Cela suppose de changer
la manière dont nous définissons et évaluons un partenariat sportif. D’élargir
nos critères de soutien. De considérer qu’un événement n’est pas seulement
réussi parce qu’il est médiatisé, mais aussi parce qu’il est plus sobre, mieux
organisé, plus durable. De dire aux fédérations que remporter des médailles,
c’est bien mais que ce n’est pas suffisant. Les victoires se jouent aussi en
dehors du terrain, sur la planète sur laquelle nous vivons.
Concrètement, cela
signifie que :
• les acteurs que nous soutenons devront
s’inscrire dans une trajectoire formalisée d’amélioration continue de leur
impact environnemental : bilan carbone, plans de mobilité douce, gestion des
déchets...
• les structures partenaires seront
accompagnées dans cette transition par des outils, des expertises, des
référentiels partagés ;
• les contrats intégreront des objectifs
mesurables, adaptés à la réalité de chaque projet, avec une logique
d’encouragement et une ambition de résultat.
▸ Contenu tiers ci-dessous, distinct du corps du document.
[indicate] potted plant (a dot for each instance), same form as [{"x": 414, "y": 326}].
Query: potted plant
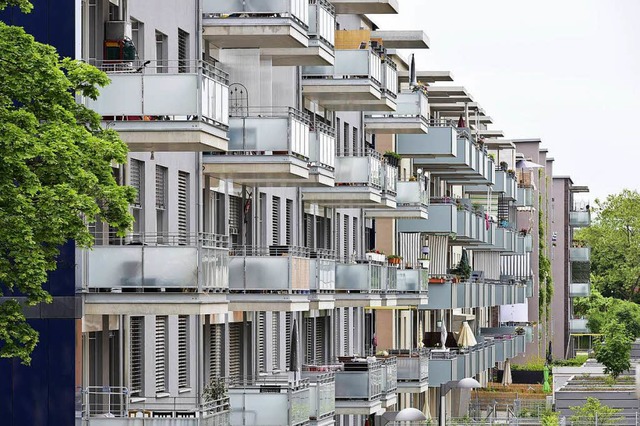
[{"x": 393, "y": 158}]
Protéger, c’est aussi prévenir et c’est au cœur de notre métier d’assureur militant. Dans un monde confronté à des bouleversements climatiques majeurs, il est temps de valoriser celles et ceux qui transforment les pratiques. Nous croyons à un partenariat plus utile, plus aligné, plus durable. Et nous espérons que d’autres feront ce choix avec nous, pour que demain, la performance environnementale soit reconnue à la hauteur de la performance sportive. Parce qu’une victoire est encore plus belle quand elle respecte la planète.